Tokyo and Moscow are currently negotiating the final details. The plan is for Abe to visit the Russian capital on his way to the World Economic Forum in Switzerland that starts Jan. 22.
The aim is to advance talks based on the 1956 declaration that states Russia will return two of the four southern Kuril Islands -- Habomai and Shikotan -- to Japan after Moscow and Tokyo sign a peace treaty. Abe and Putin agreed to this approach when they met in Singapore in November.
The dispute over the southern Kurils, which are administered by Russia and claimed by Japan as the Northern Territories, has prevented the two countries from signing a post-World War II peace treaty.
Prior to this, Foreign Minister Taro Kono and Russian counterpart Sergey Lavrov will meet Jan. 14 in Moscow to lay the groundwork for talks between the two leaders.
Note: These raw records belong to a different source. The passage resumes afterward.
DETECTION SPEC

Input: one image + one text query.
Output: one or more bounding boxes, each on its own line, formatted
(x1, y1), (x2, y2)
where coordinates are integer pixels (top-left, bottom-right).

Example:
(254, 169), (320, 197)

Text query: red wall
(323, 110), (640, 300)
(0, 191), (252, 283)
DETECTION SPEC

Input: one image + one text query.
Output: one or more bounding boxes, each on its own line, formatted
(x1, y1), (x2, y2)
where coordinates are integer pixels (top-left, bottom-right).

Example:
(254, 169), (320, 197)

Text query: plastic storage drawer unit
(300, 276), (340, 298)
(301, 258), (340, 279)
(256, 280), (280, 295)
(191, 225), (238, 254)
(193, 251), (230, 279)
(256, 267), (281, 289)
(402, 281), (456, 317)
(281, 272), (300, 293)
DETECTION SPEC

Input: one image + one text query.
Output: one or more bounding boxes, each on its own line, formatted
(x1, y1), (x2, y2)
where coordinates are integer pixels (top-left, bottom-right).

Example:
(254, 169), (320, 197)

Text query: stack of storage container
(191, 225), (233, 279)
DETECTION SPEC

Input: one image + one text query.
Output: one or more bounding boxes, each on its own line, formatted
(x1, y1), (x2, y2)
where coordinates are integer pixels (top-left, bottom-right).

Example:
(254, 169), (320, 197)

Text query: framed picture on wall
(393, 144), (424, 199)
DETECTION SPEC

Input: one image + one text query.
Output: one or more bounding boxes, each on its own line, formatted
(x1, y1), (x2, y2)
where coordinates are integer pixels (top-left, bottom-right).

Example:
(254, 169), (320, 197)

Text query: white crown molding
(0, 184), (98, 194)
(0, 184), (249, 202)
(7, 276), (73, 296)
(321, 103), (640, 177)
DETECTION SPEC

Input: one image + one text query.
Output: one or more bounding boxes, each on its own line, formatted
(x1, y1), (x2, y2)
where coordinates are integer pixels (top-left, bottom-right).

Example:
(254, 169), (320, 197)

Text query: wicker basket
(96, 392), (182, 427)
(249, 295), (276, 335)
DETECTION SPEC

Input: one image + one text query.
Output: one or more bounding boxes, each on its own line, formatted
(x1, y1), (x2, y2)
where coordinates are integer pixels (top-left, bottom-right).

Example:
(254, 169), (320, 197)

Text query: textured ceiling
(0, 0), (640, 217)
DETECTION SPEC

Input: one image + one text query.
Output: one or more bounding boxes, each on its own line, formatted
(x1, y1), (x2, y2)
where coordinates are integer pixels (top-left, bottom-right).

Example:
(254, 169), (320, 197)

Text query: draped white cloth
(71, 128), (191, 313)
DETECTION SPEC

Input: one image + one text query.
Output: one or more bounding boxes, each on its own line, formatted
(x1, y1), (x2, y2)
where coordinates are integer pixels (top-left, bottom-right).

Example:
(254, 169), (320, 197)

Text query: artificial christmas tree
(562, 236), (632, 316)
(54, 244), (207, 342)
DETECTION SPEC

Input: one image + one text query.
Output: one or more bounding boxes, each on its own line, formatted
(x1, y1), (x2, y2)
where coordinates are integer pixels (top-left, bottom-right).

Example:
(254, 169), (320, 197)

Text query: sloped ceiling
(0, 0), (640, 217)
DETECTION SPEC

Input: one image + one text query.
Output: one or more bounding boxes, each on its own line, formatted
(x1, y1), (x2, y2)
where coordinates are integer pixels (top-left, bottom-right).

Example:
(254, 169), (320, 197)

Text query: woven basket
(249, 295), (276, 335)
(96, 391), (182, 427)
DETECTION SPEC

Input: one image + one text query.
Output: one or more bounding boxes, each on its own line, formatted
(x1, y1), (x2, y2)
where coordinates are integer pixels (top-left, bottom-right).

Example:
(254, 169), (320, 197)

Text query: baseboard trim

The Jan. 14 meeting will be the first since Abe and Putin designated their foreign ministers as top negotiators on the matter Dec. 1. Japan sought a mid-December meeting for Kono and Lavrov but was unable to arrange it with Russia.
Takeo Mori, Japan's senior deputy minister for foreign affairs, and Russian Deputy Foreign Minister Igor Morgulov have been named as special working-level negotiators.